A equipe de pesquisa de segurança da Orca Security tem vários exemplos sobre esse erro de configuração que leva ao ataque IAM. Na maioria das vezes, eles são causados ​​pela falta de um esquema IAM complexo ou apenas por erro humano (como quando um engenheiro de QA precisa de uma “função” para conduzir um teste urgente e coloca um * no recurso e se esquece de limpá-lo mais tarde). Uma boa limpeza do IAM significa seguir a abordagem de privilégios mínimos e limpar funções / usuários / grupos e permissões não mais necessários ou nunca usados. Vejamos alguns exemplos de configurações incorretas comuns que encontramos diariamente no Orca:

Acesso entre contas sem ID externo: alerta para qualquer função que permite que seja usado de uma conta externa sem medidas de segurança extras, como condições. Já vimos esse alerta pelo menos uma vez em 73% de nossos clientes, enquanto o maior número de alertas por organização é de 50%.

Perfil de instância com privilégios de administrador – alerta em qualquer instância que tenha uma função anexada com políticas de administrador anexadas. Já vimos esse alerta pelo menos uma vez em 33% de nossos clientes, enquanto o maior número de alertas por organização é de 58%.

A maioria das organizações tem informações confidenciais que os invasores procuram, como bancos de dados, repositórios privados, documentos, e-mails, etc. Algumas são protegidas usando o mecanismo de IAM das Políticas de Controle de Serviço e outras são protegidas por outros meios, como chaves privadas, senhas, limites de rede (como segurança grupos e ACLs). De qualquer forma, uma vez que um invasor encontre uma maneira de se mover lateralmente na conta, é apenas uma questão de tempo (e um pouco de sorte) até que suas informações mais confidenciais se encontrem magicamente fora de sua organização.

Como detectar configurações incorretas do IAM antes de um hacker

Para evitar o cenário acima, as equipes de DevOps precisam ser capazes de detectar configurações incorretas de IAM e oportunidades de movimento lateral antes de um invasor.
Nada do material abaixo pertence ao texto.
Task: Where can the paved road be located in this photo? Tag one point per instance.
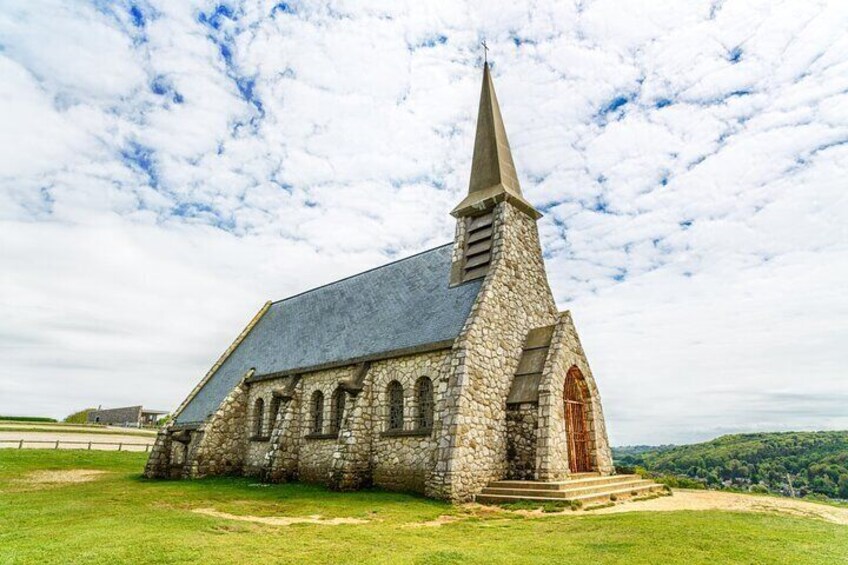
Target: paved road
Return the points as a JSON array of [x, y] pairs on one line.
[[113, 441], [8, 426]]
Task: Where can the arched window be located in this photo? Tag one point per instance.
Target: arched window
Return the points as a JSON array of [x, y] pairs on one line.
[[337, 411], [258, 416], [395, 395], [424, 400], [275, 410], [317, 416]]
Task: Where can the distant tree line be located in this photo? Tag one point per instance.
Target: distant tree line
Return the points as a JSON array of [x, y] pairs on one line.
[[792, 463]]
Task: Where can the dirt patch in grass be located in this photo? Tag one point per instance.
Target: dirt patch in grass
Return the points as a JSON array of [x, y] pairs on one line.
[[734, 502], [440, 521], [280, 520], [68, 476]]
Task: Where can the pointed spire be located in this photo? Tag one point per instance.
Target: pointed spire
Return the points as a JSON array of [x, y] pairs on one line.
[[493, 176]]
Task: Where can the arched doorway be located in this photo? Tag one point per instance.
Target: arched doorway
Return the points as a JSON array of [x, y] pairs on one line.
[[577, 408]]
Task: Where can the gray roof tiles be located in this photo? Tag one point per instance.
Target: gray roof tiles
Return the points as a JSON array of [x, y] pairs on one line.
[[402, 305]]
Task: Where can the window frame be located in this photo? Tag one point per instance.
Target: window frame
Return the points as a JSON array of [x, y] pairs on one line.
[[394, 403], [424, 403], [258, 417], [337, 408], [316, 412]]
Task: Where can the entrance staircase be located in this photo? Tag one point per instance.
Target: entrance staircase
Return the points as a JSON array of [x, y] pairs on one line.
[[587, 488]]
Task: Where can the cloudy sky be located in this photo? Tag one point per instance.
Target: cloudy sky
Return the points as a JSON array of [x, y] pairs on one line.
[[166, 167]]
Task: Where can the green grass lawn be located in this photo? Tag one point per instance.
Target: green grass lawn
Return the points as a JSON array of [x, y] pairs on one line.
[[122, 518]]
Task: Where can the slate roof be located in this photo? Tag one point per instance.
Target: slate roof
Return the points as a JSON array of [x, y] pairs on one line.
[[403, 305]]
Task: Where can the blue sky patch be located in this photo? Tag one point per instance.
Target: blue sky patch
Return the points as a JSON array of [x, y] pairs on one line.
[[140, 157], [282, 7], [136, 16], [735, 54], [216, 18]]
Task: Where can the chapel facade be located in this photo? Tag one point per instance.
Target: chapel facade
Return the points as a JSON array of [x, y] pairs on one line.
[[438, 373]]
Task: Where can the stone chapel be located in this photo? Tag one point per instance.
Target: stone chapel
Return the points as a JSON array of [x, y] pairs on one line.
[[439, 373]]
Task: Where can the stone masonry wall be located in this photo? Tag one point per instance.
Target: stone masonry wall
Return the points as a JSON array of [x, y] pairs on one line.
[[403, 462], [281, 458], [363, 453], [515, 297], [552, 455], [522, 422], [218, 447]]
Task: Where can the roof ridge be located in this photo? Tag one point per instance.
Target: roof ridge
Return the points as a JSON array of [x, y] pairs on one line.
[[337, 281]]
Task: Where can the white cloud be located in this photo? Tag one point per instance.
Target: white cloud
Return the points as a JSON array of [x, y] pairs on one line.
[[166, 167]]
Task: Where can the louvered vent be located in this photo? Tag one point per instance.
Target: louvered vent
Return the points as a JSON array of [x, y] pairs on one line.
[[478, 247]]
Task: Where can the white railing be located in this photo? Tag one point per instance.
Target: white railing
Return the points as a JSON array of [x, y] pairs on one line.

É improvável que isso aconteça se você estiver usando uma solução de gerenciamento de postura de segurança em nuvem (CSPM), que se concentra apenas nos dados do plano de controle. Olhando apenas os dados que vêm da API do provedor de nuvem (e não dados de carga de trabalho), pode-se perder as chaves de autenticação salvas em ativos locais, configurações incorretas em servidores, segredos ocultos à vista de todos como em documentos, notas, scripts, variáveis ​​de ambiente, e assim por diante.

A resposta é usar algo que o Gartner chama de plataforma de proteção de aplicativos nativos em nuvem (CNAPP), como o Orca. Um CNAPP analisa o plano da infraestrutura em nuvem e as cargas de trabalho para fornecer a você uma visão completa de ambos. Assim, o Orca encontra segredos, configurações incorretas de IAM e vulnerabilidades no plano da infraestrutura da nuvem E nas cargas de trabalho.

E com sua abordagem sem agente, o Orca oferece 100% de cobertura ao verificar todas as cargas de trabalho sem lacunas na cobertura, para que você possa trabalhar na velocidade de DevOps.